Изменить стиль страницы

Торин, встретившись со встревоженным взглядом сестры, негромко сказал:

— Дис, я поговорю с ним, хорошо? Уведи Кили…

Дис понимающе кивнула и, взяв сына за ладошку, увела из комнатки, оставив Торина наедине с Фили. Торин молча закрыл за ними дверь. Косо посмотрел на притихшего мальчика и шагнул к кровати. Сев на край, он молча положил перед мальчиком окованный в железо клык волка на тонкой цепочке.

— Знаешь, что это? — негромко спросил Торин мальчика.

Фили, не подымая глаз, покачал головой и с сомнением спросил:

— Зуб?

— И да, и нет. Это клык. Того волка, что напал на тебя.

Фили потрясенно посмотрел на клык, на Торина, что ободряюще кивнул ему.

— Да, именно так. И я горд тем, что ты был так храбр в ту ночь. Ты не убежал, но впервые взял в руки оружие и одержал победу, — негромко, взвешивая каждое свое слово, проговорил Торин, смотря на растерянного, потрясенного мальчика, что смотрел на него широко раскрытыми глазами.

— Но… я испугался, — тихонько признался Фили, поежившись.

— В страхе нет ничего постыдного, — серьезно сказал Торин, радуясь честности мальчика. — Стыдно бежать от страха, или стоять, опустив руки. Шагнуть вперед, преодолевая страх, вот истинная доблесть. Ты станешь храбрым воином, когда вырастешь.

Фили был просто оглушен словами Торина. Его голос был таким уверенным, серьезным и полным одобрения… никто и никогда не хвалил Фили. И сейчас он просто потерялся в этом странном ощущении, что принесла похвала гнома.

— Фили, я бы хотел исполнить старый обычай нашего народа.
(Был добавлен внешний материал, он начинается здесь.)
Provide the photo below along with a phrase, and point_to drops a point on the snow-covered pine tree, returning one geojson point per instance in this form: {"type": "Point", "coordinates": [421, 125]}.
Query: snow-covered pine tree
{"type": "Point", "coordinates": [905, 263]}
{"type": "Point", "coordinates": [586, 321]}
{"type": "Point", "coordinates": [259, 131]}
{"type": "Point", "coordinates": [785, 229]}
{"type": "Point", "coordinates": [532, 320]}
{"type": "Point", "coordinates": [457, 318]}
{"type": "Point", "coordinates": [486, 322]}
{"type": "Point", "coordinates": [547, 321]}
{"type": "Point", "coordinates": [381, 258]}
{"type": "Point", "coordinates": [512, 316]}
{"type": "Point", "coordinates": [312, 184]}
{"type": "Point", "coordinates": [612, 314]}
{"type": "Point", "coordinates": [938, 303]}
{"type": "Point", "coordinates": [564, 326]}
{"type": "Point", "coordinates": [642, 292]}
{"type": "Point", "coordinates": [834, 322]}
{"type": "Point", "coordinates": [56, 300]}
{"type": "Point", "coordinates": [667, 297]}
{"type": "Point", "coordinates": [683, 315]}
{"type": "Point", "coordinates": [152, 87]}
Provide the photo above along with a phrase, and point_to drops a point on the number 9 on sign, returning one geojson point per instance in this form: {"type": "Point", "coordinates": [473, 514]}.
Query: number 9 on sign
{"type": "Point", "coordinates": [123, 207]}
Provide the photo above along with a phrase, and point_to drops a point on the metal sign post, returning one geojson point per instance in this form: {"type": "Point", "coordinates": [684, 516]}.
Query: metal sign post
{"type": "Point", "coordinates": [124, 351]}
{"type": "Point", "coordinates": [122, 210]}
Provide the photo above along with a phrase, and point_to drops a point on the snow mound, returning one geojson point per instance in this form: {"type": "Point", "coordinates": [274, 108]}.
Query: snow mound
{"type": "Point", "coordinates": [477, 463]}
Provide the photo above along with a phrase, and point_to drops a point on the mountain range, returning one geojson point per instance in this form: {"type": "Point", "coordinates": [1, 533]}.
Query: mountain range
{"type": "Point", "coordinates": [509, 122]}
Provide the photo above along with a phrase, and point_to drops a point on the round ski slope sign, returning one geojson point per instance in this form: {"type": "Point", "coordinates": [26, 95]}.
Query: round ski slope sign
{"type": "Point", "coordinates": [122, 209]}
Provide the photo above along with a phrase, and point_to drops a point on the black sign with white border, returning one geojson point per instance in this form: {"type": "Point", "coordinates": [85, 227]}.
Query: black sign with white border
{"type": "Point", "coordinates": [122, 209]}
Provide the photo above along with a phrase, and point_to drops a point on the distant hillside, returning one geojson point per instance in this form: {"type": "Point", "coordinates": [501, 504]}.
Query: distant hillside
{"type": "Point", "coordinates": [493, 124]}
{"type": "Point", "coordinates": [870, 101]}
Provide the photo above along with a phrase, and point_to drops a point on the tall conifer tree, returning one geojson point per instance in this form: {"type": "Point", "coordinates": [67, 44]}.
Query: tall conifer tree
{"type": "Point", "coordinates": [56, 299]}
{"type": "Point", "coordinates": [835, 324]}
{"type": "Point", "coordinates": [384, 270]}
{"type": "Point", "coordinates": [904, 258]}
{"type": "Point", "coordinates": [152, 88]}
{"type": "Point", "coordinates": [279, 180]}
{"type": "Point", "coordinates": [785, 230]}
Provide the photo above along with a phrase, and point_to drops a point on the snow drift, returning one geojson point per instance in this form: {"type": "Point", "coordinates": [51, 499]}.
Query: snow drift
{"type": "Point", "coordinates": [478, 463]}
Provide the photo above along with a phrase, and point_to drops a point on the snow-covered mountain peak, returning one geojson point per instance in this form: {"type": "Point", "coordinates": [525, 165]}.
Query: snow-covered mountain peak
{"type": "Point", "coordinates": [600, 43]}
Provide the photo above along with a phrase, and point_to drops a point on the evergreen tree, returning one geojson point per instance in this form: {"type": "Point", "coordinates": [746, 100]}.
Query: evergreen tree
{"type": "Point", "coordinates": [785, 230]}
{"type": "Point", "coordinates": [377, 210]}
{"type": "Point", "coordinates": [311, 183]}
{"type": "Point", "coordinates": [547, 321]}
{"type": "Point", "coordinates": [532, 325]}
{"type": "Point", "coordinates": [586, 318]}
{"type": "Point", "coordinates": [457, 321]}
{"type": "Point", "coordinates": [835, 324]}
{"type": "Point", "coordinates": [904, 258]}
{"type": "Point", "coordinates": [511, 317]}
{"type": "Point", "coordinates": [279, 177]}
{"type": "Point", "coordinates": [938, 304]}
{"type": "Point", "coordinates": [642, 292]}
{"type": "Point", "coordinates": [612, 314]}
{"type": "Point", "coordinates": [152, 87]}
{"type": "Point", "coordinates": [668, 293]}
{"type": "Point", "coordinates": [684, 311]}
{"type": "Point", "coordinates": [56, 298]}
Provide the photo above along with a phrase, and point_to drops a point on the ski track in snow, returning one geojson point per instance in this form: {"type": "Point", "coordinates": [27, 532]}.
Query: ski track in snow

Вручить тебе твой азхар, что ты добыл сам, своей отвагой. И вручить первый деревянный меч. А когда ты станешь взрослым, я хотел бы, чтобы ты принял свой первый, выкованный мной, меч, — сказал Торин, и слова признания вышли для него трудными. Он действительно этого желал. Когда этот мальчик, со светлыми пшеничными кудрями, стал для него настолько важным?

И раз уж он решился признаться именно сейчас в своих чувствах, то должен пойти до конца. Иначе чего стоят его слова о храбрости?

— Фили, я хотел бы… ты вправе сказать нет, знай это. Я хочу занять место твоего отца. Быть тебе отцом.

Отцом…

Это слово выбило дыхание из груди Фили. Он неверяще смотрел на Торина. Всю свою жизнь, как Фили осознал себя сиротой, он мечтал об этом. О родителях. О маме. О папе. Что однажды они придут и заберут его… он мечтал об этом, засыпая в слезах после побоев в сарае у дома мыловаров. Мечтал, когда с завистью смотрел на других детей. И когда Кили обнимала его мама… о, как же он хотел, чтобы и его любили! И как же хотелось плакать от понимания ясного и безжалостного, что это мама Кили! Его мама, а не его! И господин Торин… Фили знал, что ему чужой, что тот просто добр к нему, и нельзя надеяться на большее… но иногда так хотелось, тоже звать его дядей!

Он хочет быть ему… папой?

— Папа… — выдохнул Фили, и на глазах мальчика появились слезы.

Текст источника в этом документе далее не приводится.